ライヴ中盤、メンバー達がステージから一旦離れると、エメトセルクの声が再び場内に響き渡る。「永い時の中で、ふと、懐かしいメロディを耳にすることがある」「その始まりを知っているか?」──。すると、ステージ後方に設置されていたスクリーンが上昇していき、仮面と黒いローブ姿という『FFXIV』に登場する古代人の服装をした人物が姿を現した。

シンセサイザーとラップトップPCを操り、「悠久の風」を柔らかく奏でると、フードを脱いだその人は、なんと、作曲家の植松伸夫氏! 『FF』シリーズはもちろんのこと、ゲーム音楽の礎を築いたレジェンドのサプライズ登場に沸く光の戦士達。

そのまま氏は「メイン・テーマ〜マトーヤの洞窟メドレー」、さらには「ビッグブリッヂの死闘」と、新アレンジを施した『FF』シリーズの歴代名曲群を立て続けに披露すると、客席から驚きと喜びの拍手が巻き起こっていた。

演奏後、祖堅に呼び込まれた植松氏は、2人で昔話に花を咲かせつつ、この日披露した楽曲は、2022年11月9日発売予定の『Modulation – FINAL FANTASY Arrangement Album』に収録されることを発表した。同作には、氏自身が『FF』シリーズの原曲音源をサンプリングし、現代的に再構築した楽曲が収録されるとのこと。

この日演奏された楽曲も、懐かしい8bit音が耳に残る形になっていながらも、楽曲によってはアッパーなダンスミュージック仕様になっていたりと、かなり興味深いものになっていた。現在、その他の楽曲も鋭意制作中とのことで、続報を楽しみに待ちたい。

サプライズゲスト含め、とにかく内容盛りだくさんだったこの日のライヴ。前述の特効群はもちろん、重厚な音の塊が押し寄せてくる「貪欲」や、ディレイギターが幻想的な空間を作り出した「To the Edge」では、『FFXIV』プレイヤーから募ったゲームのプレイ動画に合わせてTHE PRIMALSが演奏=ユーザーとの共演を果たすという試みも。

また、今年5月に発表された最新アレンジミニアルバム『THE PRIMALS – Beyond the Shadow』の収録曲も披露された。「知恵の巻貝 〜オールド・シャーレアン:夜〜 (Acoustic Version)」では、祖堅がキーボード、GUNNとイワイがアコースティックギター、たちばながボンゴやシェイカーを手に、流麗で温かみのある演奏を繰り広げると、『FFXIV』の名シーンを再びスクリーンに投影しながら、「Close in the Distance」「Flow Together」といったドラマティックなスロウナンバーで胸の奥底を震わせる。これまでの激しいサウンドで押していく構成とは異なる、円熟味のある演奏を客席に届けていた。

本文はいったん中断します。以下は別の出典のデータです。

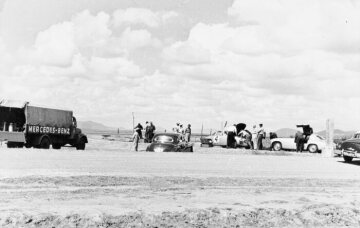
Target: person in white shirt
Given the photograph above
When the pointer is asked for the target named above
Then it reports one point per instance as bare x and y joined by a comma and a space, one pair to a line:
231, 133
254, 137
261, 136
247, 138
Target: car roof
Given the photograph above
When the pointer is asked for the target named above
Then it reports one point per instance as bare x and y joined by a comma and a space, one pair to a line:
168, 134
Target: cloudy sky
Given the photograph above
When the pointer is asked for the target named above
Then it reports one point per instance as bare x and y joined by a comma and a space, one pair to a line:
280, 62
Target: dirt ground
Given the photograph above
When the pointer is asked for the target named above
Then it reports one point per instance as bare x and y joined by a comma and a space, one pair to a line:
108, 185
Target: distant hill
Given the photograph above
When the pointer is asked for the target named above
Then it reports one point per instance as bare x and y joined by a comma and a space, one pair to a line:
338, 133
94, 126
285, 132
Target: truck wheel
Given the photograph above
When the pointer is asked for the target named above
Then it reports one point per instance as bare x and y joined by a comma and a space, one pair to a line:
347, 159
312, 148
45, 143
11, 145
277, 146
81, 145
56, 146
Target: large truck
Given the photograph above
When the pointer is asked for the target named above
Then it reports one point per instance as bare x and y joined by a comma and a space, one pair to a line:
22, 124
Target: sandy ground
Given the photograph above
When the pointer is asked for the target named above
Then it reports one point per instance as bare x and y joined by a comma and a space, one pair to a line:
108, 185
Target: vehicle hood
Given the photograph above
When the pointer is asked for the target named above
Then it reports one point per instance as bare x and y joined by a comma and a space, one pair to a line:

同じく、同作収録の「此処に獅子あり 〜万魔殿パンデモニウム:辺獄編〜」を皮切りに、ライヴはクライマックスへ突入。「ロンクグフォール 〜異界遺構 シルクス・ツイニング〜」では、黒いローブをまとった4人のダンサーが登場。お馴染みのダンスで客席を盛り上げると、続く「魔神 〜魔神セフィロト討滅戦〜」では、コージのパワフルなシャウトと、超重量級のバンドサウンドで幕張メッセを揺らしていく。

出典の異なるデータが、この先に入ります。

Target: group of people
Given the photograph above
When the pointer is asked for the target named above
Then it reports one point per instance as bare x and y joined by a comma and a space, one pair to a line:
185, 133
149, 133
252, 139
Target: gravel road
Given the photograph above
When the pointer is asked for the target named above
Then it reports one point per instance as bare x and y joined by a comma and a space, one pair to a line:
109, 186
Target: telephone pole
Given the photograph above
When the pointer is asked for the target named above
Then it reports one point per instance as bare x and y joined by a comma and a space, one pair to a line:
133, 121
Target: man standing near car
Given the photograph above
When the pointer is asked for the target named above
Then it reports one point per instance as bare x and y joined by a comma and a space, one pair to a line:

そのまま繋げた「過重圧殺! 〜蛮神タイタン討滅戦〜」では、強烈な火柱が何度も激しく立ち上がる中、躍動的なビートの上で、祖堅が客席にいる光の戦士達をアジテート。場内の熱気がピークに到達したところで、それをさらに更新するようになだれ込んだ「エスケープ 〜次元の狭間オメガ:アルファ編〜」で、本編を締めくくった。